Late last spring I was approached by instructor Leslie Hinton to be one of two keynote speakers at the students’ graduation. Being somewhat new to the region, and slowly familiarizing myself with the workforce development options Southwest Washington has to offer, I had no idea what to expect – but I found I had a lot of preconceived notions. The terms “alternative school” and “problem cases” came to mind, as well as “drop-outs” and “remedial.”
When you have a lot of assumptions about something, I learned, the easier it is to blow them out of the water.
I spent the better part of an hour grilling Ms. Hinton on her students, the program itself and reasons students would attend. Turns out, the program is highly competitive, and most students attend while also attending high schools in other parts of town. A lot of these students’ time is spent in transit, not to mention at internships and in study. The students in this class all happen to be female – the program is not exclusively for women, but it does attract many young women. Far and away, they are Eastern European, family-oriented, deeply rooted in their religious live, and highly accomplished students.
These students are not at the Skills Center because they cannot attend college. They are there because they competed and got in, and because, above all, these women want to work.

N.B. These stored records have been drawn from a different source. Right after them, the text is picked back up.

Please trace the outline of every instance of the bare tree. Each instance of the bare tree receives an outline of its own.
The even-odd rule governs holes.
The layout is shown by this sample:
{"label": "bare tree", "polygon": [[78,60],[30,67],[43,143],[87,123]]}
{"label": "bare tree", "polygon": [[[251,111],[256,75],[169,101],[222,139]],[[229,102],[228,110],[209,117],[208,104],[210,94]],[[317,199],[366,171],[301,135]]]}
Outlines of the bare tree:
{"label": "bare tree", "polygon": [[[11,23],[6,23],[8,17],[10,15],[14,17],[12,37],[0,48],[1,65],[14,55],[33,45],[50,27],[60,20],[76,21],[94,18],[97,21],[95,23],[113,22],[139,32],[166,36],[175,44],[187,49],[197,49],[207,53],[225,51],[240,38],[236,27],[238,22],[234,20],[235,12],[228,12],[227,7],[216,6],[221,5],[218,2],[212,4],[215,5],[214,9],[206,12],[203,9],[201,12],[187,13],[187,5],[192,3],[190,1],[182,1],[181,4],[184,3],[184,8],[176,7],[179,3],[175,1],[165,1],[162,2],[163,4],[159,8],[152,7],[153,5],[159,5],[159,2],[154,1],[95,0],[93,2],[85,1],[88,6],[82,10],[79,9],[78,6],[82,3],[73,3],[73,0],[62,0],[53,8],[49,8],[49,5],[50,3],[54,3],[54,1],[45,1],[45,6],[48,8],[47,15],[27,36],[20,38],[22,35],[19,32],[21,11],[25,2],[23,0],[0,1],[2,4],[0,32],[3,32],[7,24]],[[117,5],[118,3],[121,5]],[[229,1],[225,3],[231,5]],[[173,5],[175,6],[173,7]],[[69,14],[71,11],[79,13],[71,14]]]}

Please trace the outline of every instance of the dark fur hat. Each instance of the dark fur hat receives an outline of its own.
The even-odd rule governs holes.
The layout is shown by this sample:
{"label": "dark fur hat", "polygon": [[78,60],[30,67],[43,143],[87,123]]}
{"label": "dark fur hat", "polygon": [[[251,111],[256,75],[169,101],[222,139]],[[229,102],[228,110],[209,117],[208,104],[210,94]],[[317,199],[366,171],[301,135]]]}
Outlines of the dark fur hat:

In his column on page 22 of the Workforce Development focus section, State Apprenticeship Coordinator Ed Madden talks about the implication in the marketplace that people who haven’t graduated from college or a university have little to contribute in a significant way to the economy or, more specifically, to their employer’s needs. On-the-job learners, it is thought, have less ambition and are less likely to succeed at their chosen profession. This may be a perception, cultivated in large part by academic systems, but each of us has personal experience to the contrary.
And studies tell us that a combination of learning in an academic setting and on-the-job training produces the most effective workers and learners, as it the practical application of such conceptual topics as math, physics and English that drives them home.
In “Help Wanted” on page 18, we learn the top sectors for job growth include automobile technology, construction, healthcare, transportation and advanced manufacturing. These are areas that require apprenticeships and on-the-job training. Would you want to buy a home from a builder that only had book-learnin’?
An internship is a win-win for the employer. You hire a temporary employee with specific training at little or no cost, train them to do work they way it fits your company, and evaluate their performance and “hireability” – all of this with no obligation to hire them on. The amazing thing about the young women of the Class of 2005 Legal/Medical Office program, is that the vast majority of them were hired by the businesses that took them on as interns.
Since I obviously didn’t need to motivate these young women to get out in the workforce or study to get into college, in my speech, I implored them to become role models and mentors. Too late–now that I think about it – they already are.